I didn’t believe her. She’d have to be crazy to say this. It was, for a timid Negro professor who never thought of using his position for leverage, an all-hands-to-the-pump panic. My heart started banging away; I could not snap the room into clarity. She was armed with endless tricks and strategies, this black girl, but Wendy was nobody’s fool — she used Niggerese playfully, like a toy, to bait, to draw me out. She was a witch, yes. A thug. But she had me, rightly or wrongly, at bay. I drew deeply for air. I asked, fighting to steady my voice, “You’d do this?”

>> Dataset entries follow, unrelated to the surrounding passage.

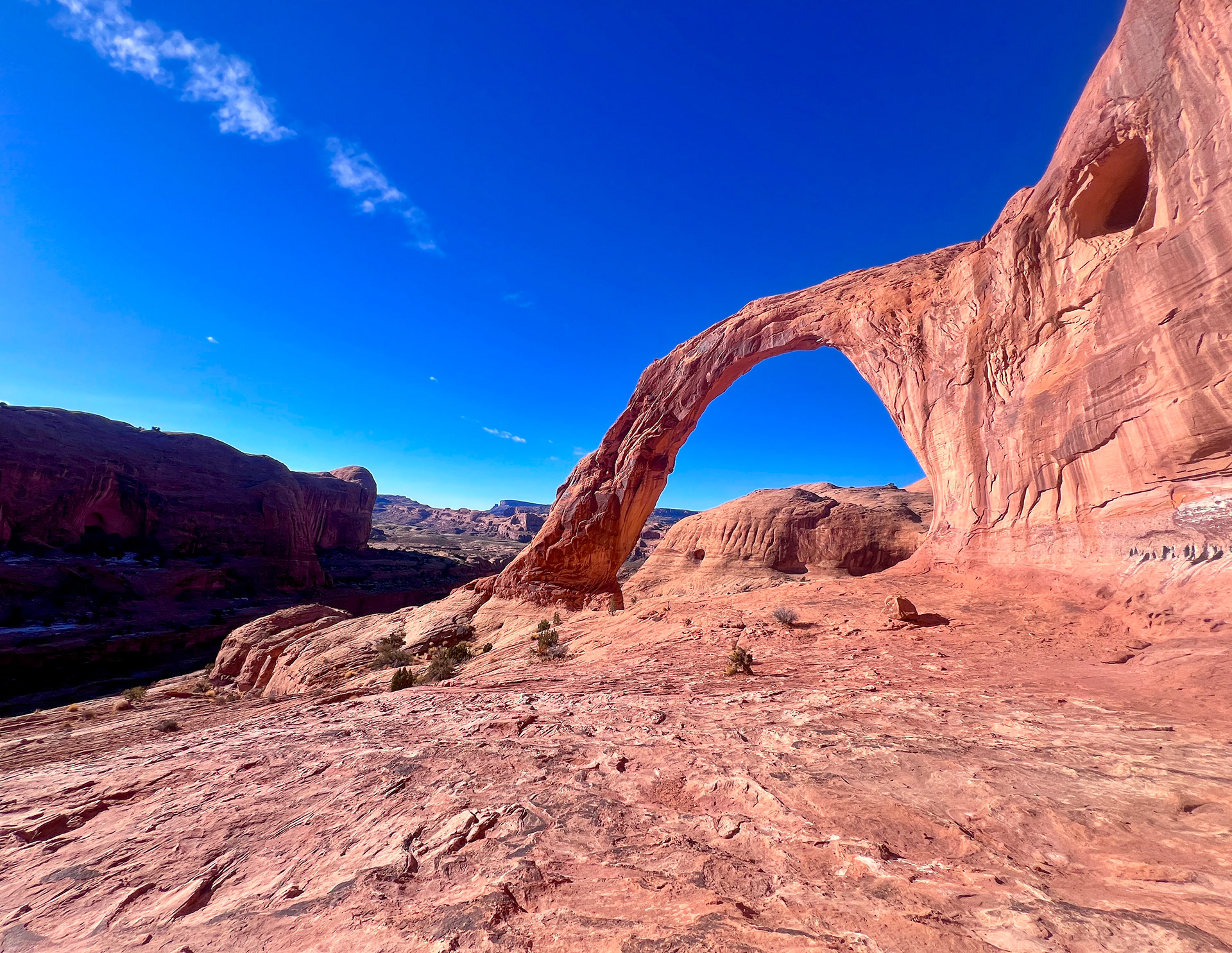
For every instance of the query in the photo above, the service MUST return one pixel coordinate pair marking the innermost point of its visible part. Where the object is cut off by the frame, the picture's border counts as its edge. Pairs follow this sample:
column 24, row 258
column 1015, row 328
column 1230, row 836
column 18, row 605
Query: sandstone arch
column 1063, row 381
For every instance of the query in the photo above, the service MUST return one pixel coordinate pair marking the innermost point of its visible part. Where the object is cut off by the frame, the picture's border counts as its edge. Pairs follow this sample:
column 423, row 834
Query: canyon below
column 986, row 712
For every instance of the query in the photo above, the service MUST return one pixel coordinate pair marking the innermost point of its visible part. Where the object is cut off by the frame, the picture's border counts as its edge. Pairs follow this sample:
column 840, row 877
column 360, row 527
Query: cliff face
column 71, row 479
column 770, row 535
column 1063, row 381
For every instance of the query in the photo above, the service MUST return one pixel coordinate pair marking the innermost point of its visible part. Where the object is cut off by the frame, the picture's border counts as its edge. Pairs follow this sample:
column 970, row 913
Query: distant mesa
column 77, row 481
column 509, row 507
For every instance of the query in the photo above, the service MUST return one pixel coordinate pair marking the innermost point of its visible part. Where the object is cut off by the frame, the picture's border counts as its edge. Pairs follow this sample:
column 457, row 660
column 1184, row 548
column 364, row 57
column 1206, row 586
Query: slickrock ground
column 996, row 783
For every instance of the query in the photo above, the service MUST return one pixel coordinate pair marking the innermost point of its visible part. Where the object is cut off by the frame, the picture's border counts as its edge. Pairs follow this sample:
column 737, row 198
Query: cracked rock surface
column 987, row 784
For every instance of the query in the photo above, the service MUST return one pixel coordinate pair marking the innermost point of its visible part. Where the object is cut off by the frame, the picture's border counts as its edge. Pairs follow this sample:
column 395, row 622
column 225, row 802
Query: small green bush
column 785, row 615
column 391, row 654
column 739, row 660
column 440, row 666
column 547, row 640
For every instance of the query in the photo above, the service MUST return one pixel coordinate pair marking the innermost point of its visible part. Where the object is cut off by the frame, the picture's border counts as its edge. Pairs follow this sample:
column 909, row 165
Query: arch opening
column 809, row 468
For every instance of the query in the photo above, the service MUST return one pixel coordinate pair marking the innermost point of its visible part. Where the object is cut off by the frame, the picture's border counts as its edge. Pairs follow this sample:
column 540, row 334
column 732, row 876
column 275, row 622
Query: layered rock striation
column 771, row 535
column 1063, row 380
column 77, row 480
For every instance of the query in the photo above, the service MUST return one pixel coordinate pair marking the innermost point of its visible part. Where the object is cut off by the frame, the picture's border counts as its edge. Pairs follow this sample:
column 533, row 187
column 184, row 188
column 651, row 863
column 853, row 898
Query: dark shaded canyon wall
column 1063, row 381
column 65, row 474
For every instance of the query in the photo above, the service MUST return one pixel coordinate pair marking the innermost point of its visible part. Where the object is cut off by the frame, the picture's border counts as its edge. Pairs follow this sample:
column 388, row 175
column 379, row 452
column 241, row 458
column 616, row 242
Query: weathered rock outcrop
column 769, row 535
column 316, row 646
column 71, row 479
column 1063, row 381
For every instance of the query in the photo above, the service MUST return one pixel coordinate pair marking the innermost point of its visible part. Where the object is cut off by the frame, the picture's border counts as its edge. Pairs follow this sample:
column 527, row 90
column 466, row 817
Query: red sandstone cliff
column 1063, row 380
column 68, row 476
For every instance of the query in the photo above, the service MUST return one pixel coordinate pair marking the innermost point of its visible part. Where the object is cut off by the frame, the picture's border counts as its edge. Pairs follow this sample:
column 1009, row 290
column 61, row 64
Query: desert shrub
column 785, row 615
column 440, row 666
column 547, row 640
column 391, row 654
column 739, row 660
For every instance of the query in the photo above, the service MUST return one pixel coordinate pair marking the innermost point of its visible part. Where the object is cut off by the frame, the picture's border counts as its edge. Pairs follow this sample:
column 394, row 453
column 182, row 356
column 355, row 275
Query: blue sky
column 443, row 239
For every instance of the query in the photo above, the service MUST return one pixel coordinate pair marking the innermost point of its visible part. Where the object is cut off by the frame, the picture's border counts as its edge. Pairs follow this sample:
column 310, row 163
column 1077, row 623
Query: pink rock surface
column 987, row 784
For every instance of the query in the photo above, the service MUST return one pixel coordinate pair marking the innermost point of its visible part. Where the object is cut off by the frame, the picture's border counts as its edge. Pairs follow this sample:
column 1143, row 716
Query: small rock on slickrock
column 902, row 609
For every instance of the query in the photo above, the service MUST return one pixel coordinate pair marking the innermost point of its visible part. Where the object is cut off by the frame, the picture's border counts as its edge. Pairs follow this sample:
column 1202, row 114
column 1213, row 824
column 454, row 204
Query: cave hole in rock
column 1113, row 193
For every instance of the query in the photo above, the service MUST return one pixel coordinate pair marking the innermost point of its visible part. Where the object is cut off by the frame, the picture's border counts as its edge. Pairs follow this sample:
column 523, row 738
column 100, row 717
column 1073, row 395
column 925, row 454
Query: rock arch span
column 1063, row 381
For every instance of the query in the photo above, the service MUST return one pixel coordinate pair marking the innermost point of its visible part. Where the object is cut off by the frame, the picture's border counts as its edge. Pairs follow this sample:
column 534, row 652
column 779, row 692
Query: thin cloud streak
column 356, row 171
column 506, row 436
column 143, row 47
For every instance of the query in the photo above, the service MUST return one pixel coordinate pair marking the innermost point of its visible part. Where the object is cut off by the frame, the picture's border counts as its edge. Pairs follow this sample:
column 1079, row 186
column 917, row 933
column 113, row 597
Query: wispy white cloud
column 356, row 171
column 144, row 48
column 506, row 436
column 210, row 76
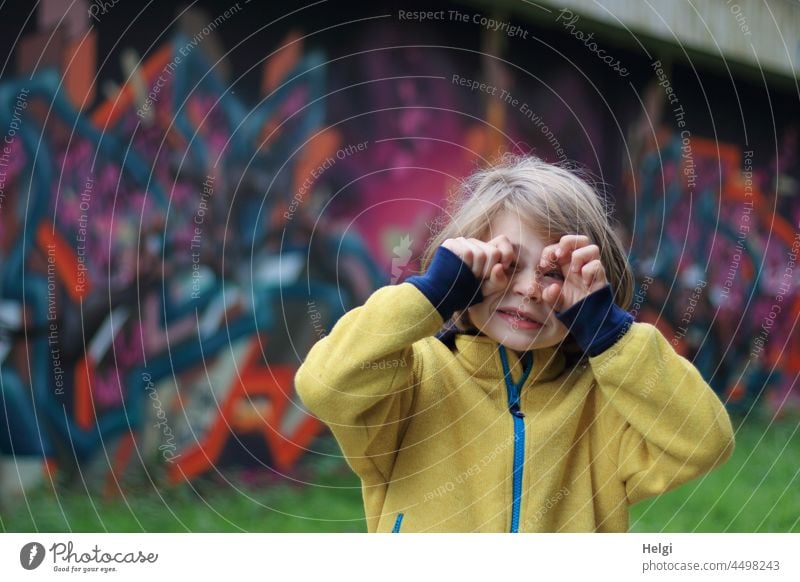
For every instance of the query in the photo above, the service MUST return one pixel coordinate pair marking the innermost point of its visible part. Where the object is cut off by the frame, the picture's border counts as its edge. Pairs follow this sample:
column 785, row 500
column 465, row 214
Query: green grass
column 756, row 491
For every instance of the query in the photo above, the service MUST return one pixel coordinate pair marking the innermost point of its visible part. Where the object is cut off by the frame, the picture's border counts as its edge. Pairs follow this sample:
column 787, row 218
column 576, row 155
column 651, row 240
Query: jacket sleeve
column 361, row 379
column 675, row 426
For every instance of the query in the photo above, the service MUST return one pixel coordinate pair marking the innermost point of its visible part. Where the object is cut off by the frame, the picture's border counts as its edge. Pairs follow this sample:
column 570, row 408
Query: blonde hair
column 552, row 199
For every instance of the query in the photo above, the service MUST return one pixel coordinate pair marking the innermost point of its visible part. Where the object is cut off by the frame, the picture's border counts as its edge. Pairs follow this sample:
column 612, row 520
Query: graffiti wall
column 172, row 244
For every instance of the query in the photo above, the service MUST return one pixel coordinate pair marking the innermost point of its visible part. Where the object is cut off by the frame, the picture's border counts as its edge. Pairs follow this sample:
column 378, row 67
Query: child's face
column 522, row 293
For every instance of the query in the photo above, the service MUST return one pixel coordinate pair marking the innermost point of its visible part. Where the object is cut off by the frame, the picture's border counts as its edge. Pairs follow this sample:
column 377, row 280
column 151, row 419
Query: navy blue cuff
column 596, row 322
column 449, row 283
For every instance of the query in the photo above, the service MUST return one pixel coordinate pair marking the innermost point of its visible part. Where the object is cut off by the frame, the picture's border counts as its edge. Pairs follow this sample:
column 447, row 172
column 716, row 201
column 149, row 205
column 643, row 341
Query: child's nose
column 527, row 284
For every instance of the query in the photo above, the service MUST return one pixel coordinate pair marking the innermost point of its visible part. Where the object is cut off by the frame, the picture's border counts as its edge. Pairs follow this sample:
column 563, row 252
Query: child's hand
column 579, row 262
column 487, row 260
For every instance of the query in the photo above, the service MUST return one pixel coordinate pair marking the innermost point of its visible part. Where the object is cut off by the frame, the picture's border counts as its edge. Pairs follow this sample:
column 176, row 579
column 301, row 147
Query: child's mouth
column 517, row 320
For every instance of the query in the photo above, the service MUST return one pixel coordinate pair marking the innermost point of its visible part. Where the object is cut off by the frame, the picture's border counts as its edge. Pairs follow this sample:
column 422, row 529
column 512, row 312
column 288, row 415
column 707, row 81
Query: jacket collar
column 480, row 357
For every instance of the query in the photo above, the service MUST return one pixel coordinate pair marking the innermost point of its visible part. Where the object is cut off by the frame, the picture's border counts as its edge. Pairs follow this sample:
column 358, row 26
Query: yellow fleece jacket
column 429, row 433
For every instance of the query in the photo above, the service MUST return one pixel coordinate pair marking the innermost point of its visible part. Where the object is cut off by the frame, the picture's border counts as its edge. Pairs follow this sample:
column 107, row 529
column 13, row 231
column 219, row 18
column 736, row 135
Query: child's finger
column 503, row 244
column 568, row 245
column 497, row 279
column 594, row 275
column 553, row 255
column 582, row 256
column 473, row 256
column 572, row 242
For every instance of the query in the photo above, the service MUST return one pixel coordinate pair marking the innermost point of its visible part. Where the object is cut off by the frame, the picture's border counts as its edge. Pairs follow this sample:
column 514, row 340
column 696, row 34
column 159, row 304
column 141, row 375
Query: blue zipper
column 519, row 429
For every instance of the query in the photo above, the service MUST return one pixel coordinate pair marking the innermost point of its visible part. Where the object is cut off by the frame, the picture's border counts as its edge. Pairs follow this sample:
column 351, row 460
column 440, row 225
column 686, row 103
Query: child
column 542, row 406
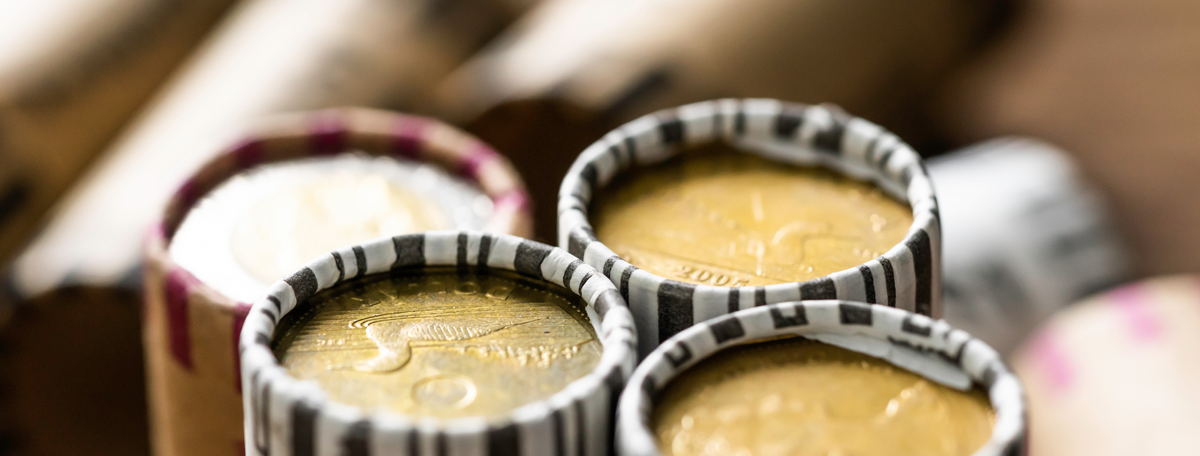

“Yeah,” she said. Her nose twitched. “Mrs. Barnes’s baby daughter is strictly business tonight.” And then: “Say what you’re thinkin’.”
My voice shattered. “I haven’t done anything! Nothing! Not to you. Or anyone! Or—”
“So don’t be stupid.” She was standing now, crushing out her cigarette. Her blouse pulled tightly against her bosom. “My mama only got as far as second grade, but she always said, ‘If you gonna be accused of somethin’, you might as well do it.’” She smiled. Deep in my stomach I felt sick. What I felt, in fact, was trapped. Rage as I might, I felt, strangely, that this disaster was somehow all my own doing. Now she opened the office door. “Can we go someplace and talk? Do you hang out?”
Although I do not “hang out” (I checked my fly to make sure), she pulled me in tow downstairs to her sports car, clicked on her tape deck, then accelerated along the Lake Michigan shoreline, her speedometer right on seventy, damned near blowing off both doors, then tooled down Wacker Drive. She drove on, head back, both wrists crossed on the wheel. My square black hat crushed against the roof, hands gripped between my knees, I listened, helplessly, to Michael Jackson on station WVON, then saw the silver hood nose into Chicago’s squalid Fifth Police District. What was this woman thinking? Were we stopping here? In this sewer? Wendy parked beneath the last building on a side street. Lincolns, Fleetwoods, EI Dorados were everywhere. Onto the sidewalk braying music spilled from an old building — hundreds of years old — that looked from below like a cinder block. I sucked in wind. “You live here?”
She gave a quick hiss of laughter. “Are you afraid?” Her eyes, small as nails, angled up to mine.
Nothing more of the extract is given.